Applying the translation (x, y) -> (x + 5, y) to the reflected point, we get the following coordinates:
(- x - 8) -> (- x - 8 + 5) = (- x - 3)
(1 + |- x - 9|) -> (1 + |- x - 9|)
Therefore, the coordinates of the reflected point would be (- x - 3, 1 + |- x - 9|).
Based on the options given, none of them match the coordinates of the reflected point.
To find the coordinates of the reflection of point A(-x, -8) across the line y = 1 with the translation (x, y) -> (x + 5, y), we can follow these steps:
Step 1: Apply the translation by adding 5 to the x-coordinate: A(-x + 5, -8).
Step 2: Find the distance between the original point A and the line of reflection y = 1. The perpendicular distance between a point (x1, y1) and a line ax + by + c = 0 can be calculated using the formula:
distance = | ax1 + by1 + c | / sqrt(a^2 + b^2)
In this case, the equation of the line y = 1 can be rewritten as 0x + 1y - 1 = 0. The coordinates of A are (-x + 5, -8), and substituting these values into the formula, we get:
distance = | 0(-x + 5) + 1(-8) - 1 | / sqrt(0^2 + 1^2)
distance = | -x + 5 - 8 - 1 | / 1
distance = | -x - 4 | / 1
distance = |-x - 4|
Step 3: Since the line of reflection is y = 1, the image point will have the same y-coordinate. Therefore, the y-coordinate of the image point is 1.
Step 4: For the image point, the distance from the line of reflection will be the same as the distance from the original point A. So, we can compare the distance |-x - 4| with the distance from the line y = 1.

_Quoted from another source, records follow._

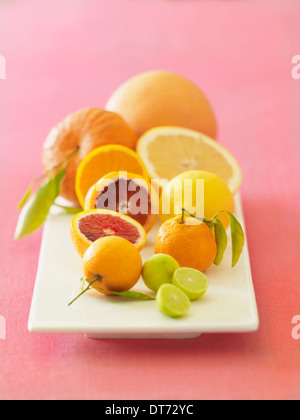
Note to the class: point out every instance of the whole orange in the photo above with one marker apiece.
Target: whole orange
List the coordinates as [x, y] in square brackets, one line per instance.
[82, 132]
[191, 243]
[116, 260]
[160, 98]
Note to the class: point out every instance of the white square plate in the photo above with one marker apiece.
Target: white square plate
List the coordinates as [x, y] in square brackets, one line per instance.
[228, 306]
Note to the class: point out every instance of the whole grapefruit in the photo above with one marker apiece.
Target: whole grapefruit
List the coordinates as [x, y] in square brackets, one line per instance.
[160, 98]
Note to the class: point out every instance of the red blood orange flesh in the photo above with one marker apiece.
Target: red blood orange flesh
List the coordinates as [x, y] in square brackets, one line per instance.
[89, 226]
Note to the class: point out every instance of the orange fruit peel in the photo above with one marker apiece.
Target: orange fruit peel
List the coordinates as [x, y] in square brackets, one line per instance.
[118, 189]
[102, 161]
[88, 226]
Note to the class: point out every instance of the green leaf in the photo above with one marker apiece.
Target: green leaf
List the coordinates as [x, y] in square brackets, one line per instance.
[238, 238]
[221, 240]
[129, 294]
[25, 198]
[35, 211]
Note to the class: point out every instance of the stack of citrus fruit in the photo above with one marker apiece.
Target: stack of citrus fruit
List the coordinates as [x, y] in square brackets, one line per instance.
[123, 164]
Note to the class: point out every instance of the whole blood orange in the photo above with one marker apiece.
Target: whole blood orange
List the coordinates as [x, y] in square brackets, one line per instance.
[82, 132]
[190, 242]
[88, 226]
[126, 193]
[116, 262]
[160, 98]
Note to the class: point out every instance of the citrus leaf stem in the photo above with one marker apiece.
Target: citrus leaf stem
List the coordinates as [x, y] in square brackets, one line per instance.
[237, 234]
[28, 193]
[127, 294]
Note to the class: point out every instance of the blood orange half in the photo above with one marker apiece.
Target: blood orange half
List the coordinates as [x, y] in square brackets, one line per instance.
[126, 193]
[90, 225]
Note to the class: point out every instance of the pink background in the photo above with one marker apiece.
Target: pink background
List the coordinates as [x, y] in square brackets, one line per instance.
[65, 55]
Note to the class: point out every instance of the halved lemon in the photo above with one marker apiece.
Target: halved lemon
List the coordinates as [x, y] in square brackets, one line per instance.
[170, 151]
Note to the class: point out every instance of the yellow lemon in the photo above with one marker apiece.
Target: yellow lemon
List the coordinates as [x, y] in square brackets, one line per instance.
[169, 151]
[205, 198]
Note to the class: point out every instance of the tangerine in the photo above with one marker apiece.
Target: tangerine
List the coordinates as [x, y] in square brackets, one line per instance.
[192, 244]
[82, 132]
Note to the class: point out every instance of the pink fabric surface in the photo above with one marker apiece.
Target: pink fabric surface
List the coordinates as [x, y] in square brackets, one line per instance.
[65, 55]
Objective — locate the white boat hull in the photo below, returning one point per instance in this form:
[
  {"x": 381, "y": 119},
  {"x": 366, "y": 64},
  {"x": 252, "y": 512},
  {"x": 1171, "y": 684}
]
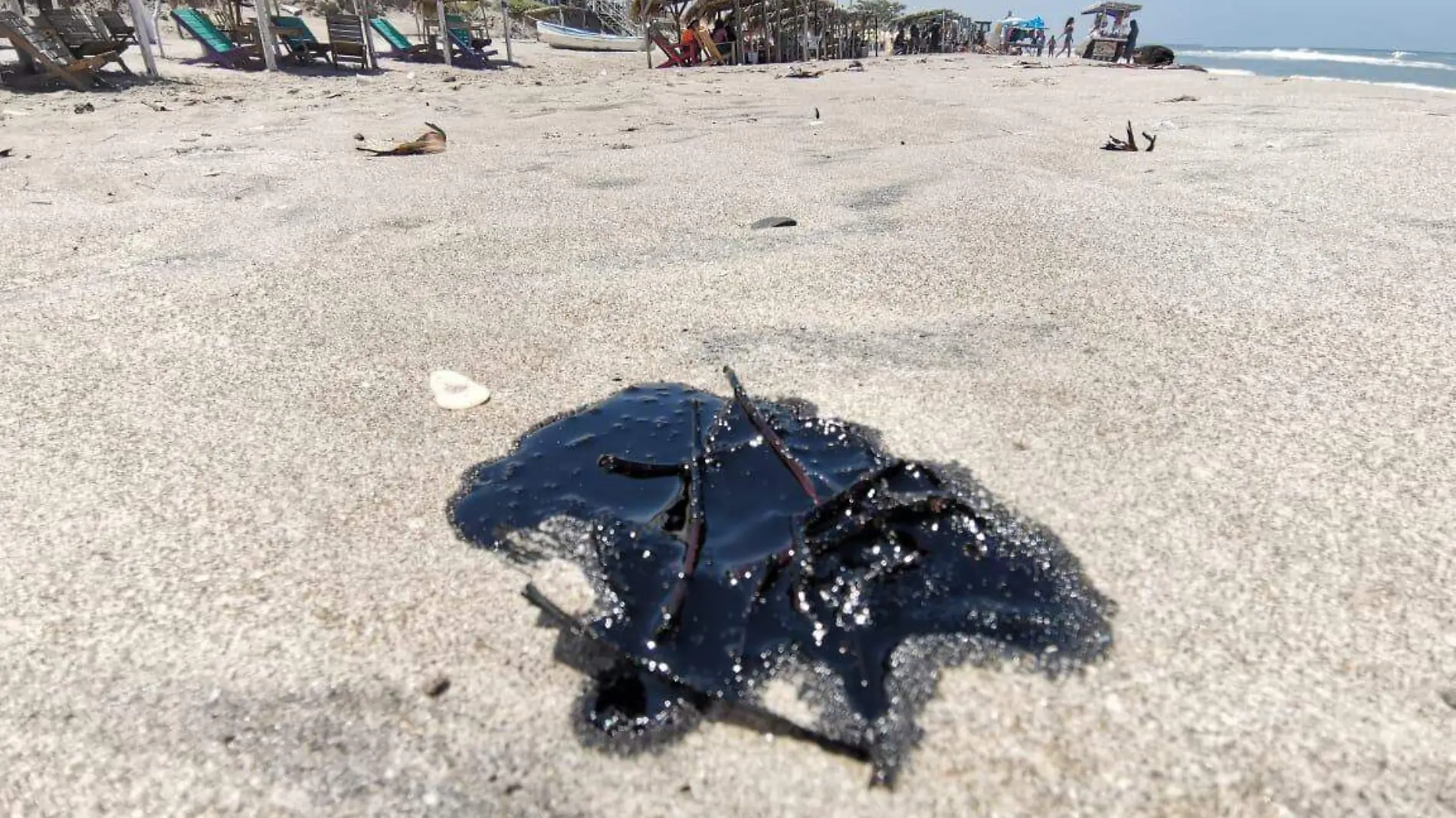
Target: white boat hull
[{"x": 579, "y": 40}]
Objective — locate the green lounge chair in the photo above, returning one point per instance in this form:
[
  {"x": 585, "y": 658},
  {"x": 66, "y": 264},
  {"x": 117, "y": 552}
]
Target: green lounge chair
[
  {"x": 399, "y": 45},
  {"x": 218, "y": 45},
  {"x": 294, "y": 34}
]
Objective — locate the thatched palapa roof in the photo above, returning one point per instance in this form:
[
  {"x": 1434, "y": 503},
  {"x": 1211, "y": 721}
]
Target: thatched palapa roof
[{"x": 644, "y": 11}]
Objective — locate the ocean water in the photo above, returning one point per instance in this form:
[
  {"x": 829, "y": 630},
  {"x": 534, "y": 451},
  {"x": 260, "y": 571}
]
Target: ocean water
[{"x": 1405, "y": 69}]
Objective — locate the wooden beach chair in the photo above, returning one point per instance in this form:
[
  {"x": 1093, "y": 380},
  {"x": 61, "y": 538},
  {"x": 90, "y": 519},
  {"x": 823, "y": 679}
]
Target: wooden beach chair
[
  {"x": 711, "y": 51},
  {"x": 296, "y": 37},
  {"x": 218, "y": 45},
  {"x": 466, "y": 48},
  {"x": 53, "y": 56},
  {"x": 349, "y": 41},
  {"x": 116, "y": 27},
  {"x": 676, "y": 54},
  {"x": 80, "y": 35},
  {"x": 399, "y": 45}
]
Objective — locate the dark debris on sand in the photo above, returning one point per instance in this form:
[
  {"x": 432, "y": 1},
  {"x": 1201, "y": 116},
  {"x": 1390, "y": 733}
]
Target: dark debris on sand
[{"x": 733, "y": 539}]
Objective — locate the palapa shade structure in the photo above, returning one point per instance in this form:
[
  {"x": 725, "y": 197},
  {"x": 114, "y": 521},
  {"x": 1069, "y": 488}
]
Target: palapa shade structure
[{"x": 773, "y": 28}]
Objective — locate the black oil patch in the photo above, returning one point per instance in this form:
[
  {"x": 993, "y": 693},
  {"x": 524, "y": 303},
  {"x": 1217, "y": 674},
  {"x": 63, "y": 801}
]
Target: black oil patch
[{"x": 731, "y": 539}]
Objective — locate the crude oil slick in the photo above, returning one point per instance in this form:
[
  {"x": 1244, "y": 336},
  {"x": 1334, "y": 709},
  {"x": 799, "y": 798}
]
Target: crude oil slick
[{"x": 733, "y": 539}]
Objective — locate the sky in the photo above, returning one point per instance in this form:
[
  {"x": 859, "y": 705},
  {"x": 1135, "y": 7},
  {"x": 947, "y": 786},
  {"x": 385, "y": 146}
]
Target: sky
[{"x": 1312, "y": 24}]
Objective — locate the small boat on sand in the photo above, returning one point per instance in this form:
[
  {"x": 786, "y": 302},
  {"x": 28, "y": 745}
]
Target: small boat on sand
[{"x": 582, "y": 40}]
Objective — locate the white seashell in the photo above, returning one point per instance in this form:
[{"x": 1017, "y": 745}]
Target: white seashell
[{"x": 454, "y": 391}]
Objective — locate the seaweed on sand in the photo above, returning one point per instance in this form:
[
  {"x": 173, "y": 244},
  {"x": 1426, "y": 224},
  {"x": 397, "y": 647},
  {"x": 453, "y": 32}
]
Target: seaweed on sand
[{"x": 731, "y": 539}]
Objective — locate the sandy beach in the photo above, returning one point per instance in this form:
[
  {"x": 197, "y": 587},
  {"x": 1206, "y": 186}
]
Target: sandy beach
[{"x": 1223, "y": 373}]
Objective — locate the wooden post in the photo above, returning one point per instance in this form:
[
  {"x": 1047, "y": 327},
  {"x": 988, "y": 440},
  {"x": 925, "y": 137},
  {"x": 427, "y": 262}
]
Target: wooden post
[
  {"x": 506, "y": 28},
  {"x": 145, "y": 34},
  {"x": 444, "y": 29},
  {"x": 737, "y": 34},
  {"x": 265, "y": 43},
  {"x": 362, "y": 11}
]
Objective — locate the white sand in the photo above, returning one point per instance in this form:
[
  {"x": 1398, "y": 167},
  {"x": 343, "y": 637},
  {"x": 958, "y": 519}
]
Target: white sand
[{"x": 1222, "y": 371}]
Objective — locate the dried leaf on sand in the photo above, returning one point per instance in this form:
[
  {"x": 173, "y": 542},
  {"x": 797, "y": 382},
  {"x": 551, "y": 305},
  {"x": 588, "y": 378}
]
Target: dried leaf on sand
[{"x": 430, "y": 142}]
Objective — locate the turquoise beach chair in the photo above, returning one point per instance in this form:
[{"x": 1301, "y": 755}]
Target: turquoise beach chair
[
  {"x": 399, "y": 45},
  {"x": 218, "y": 45}
]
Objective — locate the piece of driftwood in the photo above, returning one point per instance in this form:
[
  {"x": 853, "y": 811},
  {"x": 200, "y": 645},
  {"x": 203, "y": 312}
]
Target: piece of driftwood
[
  {"x": 1130, "y": 143},
  {"x": 430, "y": 142}
]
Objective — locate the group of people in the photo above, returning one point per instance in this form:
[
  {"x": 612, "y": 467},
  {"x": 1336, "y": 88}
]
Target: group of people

Step 5: If |-x - 4| is a positive number, the x-coordinate of the image point will be negativex - 4. If |-x - 4| is negative, the x-coordinate of the image point will be - (x - 4).
Using this information, we can determine the image point's coordinates:
- If |-x - 4| > 0, the image point is (- (x - 4), 1).
- If |-x - 4| = 0, the image point is (4 + x, 1).
Therefore, the correct option would be D. (2.5), as none of the other options match the coordinates we have derived using the formula.